Global cloud market soars again, but AI could pose a risk
Cloud infrastructure spending by enterprises is on an upward trajectory despite economic challenges, as per recent data from Synergy Research Group. In the second quarter of 2023, global spending on cloud infrastructure services reached $64.8 billion, marking a notable increase of $10 billion compared to the same period in 2022. This growth trend has persisted for three consecutive quarters, even amidst budget constraints.
Microsoft and Google have demonstrated positive momentum in market share, steadily expanding their presence over time. Amazon Web Services (AWS) remains a dominant force, holding nearly a third of the market share. Microsoft and Google have captured 22% and 11% respectively, collectively comprising 65% of the market. In the realm of public cloud services, these three leaders exhibit even more pronounced control, with a combined market share of 72%.
Over a five-year span, IBM’s market share has continued to decline, and Alibaba has also experienced a decrease, despite a surge in 2021. Analysts attribute the recent slowdown in growth rates to various factors, including macroeconomic pressures, enterprise cost-cutting measures, localized challenges in the Chinese market, and the effects of the law of large numbers. However, additional factors could be contributing to this trend.

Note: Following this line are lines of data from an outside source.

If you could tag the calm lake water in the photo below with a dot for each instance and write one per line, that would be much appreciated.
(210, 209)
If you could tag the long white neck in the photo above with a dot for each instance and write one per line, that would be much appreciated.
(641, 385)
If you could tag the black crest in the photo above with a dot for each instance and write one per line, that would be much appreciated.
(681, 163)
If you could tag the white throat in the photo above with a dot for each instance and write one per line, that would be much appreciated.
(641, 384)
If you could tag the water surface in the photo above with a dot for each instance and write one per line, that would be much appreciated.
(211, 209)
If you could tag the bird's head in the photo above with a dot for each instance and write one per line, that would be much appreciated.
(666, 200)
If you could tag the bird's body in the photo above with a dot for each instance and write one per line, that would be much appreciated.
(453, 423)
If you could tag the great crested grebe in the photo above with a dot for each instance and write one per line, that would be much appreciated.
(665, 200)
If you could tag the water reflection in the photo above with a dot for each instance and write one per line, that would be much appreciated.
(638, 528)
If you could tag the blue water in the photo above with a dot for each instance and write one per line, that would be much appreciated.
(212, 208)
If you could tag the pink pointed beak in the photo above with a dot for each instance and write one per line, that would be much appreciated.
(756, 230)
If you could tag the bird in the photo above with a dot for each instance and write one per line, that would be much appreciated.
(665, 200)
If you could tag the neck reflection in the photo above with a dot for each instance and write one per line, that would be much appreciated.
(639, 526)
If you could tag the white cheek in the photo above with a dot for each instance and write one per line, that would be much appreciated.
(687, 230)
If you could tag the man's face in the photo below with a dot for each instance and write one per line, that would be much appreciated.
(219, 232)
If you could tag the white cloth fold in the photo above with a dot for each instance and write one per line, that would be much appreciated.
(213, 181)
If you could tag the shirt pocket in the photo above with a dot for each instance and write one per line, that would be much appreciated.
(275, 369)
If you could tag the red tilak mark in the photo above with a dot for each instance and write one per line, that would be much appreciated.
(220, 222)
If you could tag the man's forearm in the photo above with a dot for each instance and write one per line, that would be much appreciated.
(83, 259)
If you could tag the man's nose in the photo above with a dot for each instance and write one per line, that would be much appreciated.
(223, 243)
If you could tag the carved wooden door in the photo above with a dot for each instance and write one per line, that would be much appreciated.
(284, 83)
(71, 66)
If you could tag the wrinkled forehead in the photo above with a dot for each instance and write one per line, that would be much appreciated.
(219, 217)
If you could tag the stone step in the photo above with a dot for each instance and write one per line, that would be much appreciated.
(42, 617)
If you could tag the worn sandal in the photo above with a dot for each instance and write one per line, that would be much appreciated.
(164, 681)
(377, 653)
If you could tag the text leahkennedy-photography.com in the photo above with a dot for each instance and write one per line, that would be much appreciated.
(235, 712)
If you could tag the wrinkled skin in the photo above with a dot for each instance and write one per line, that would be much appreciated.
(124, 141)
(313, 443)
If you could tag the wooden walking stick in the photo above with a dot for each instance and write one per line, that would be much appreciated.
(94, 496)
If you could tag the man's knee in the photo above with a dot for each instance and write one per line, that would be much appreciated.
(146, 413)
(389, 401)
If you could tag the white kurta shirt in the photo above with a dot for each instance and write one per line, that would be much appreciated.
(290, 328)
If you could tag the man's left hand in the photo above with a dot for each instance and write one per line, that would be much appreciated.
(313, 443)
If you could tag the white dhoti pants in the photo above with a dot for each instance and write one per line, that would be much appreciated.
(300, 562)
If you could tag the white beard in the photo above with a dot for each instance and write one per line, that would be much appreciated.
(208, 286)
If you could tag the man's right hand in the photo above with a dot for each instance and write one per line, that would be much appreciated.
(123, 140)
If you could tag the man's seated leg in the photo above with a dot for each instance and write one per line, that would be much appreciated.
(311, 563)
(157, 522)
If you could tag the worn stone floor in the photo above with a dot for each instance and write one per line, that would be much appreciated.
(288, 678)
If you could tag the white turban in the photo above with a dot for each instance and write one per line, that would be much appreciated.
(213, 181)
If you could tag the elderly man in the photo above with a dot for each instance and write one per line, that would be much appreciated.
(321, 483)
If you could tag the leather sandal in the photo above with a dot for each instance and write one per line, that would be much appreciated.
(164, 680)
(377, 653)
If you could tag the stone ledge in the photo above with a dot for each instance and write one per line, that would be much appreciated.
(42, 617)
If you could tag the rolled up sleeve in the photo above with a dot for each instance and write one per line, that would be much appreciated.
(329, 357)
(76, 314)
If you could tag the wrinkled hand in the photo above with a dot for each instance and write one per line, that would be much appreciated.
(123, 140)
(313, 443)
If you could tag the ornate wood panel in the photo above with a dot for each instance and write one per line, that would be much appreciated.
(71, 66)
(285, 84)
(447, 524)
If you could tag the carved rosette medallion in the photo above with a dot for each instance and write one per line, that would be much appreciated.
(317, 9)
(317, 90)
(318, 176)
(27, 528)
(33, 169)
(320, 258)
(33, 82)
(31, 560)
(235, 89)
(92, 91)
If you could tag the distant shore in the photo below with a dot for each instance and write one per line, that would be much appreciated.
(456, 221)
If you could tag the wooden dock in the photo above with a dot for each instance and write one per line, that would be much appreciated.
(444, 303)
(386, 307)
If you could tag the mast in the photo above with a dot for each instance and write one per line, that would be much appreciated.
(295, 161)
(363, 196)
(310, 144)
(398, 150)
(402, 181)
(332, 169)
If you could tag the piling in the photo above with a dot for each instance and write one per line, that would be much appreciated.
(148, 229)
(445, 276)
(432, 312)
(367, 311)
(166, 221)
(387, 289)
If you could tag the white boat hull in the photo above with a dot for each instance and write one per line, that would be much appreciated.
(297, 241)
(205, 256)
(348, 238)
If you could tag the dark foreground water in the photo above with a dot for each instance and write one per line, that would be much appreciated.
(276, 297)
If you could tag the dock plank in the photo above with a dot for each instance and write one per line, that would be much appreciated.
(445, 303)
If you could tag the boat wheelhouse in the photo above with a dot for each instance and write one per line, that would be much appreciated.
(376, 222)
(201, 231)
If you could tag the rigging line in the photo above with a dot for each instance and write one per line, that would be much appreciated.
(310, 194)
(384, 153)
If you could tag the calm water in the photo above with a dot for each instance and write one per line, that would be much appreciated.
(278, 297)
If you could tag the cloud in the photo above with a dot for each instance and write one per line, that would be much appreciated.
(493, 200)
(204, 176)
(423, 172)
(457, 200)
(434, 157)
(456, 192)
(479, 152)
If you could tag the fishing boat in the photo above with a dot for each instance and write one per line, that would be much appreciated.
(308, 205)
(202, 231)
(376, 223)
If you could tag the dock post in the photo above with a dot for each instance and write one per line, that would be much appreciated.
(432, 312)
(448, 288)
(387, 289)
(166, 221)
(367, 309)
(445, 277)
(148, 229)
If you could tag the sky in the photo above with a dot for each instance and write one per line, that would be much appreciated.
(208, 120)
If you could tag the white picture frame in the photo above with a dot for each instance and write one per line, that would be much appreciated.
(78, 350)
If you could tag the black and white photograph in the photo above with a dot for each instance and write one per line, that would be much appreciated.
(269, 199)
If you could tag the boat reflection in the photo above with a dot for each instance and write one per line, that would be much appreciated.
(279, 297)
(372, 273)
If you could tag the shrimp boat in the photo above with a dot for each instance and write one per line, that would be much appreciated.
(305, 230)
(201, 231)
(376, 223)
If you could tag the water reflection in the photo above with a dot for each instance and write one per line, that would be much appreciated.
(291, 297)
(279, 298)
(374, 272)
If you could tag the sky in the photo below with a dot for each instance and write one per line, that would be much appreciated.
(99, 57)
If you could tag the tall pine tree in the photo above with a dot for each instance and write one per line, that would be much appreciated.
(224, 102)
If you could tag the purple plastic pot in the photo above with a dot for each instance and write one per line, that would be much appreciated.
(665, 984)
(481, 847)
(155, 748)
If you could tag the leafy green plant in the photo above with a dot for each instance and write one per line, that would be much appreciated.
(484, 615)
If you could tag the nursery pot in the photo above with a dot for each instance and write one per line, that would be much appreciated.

In the first half of 2023, many enterprises have been increasingly interested in developing their own AI tools. While some opt for AI-as-a-Service solutions, others are investing in acquiring their own high-performance hardware, including costly industry-leading processors. This shift in focus toward AI-related initiatives may have temporarily shifted the spotlight away from cloud spending.
Looking ahead, Synergy Research Group anticipates that current short-term challenges will likely resolve themselves, allowing for continued growth in the foreseeable future.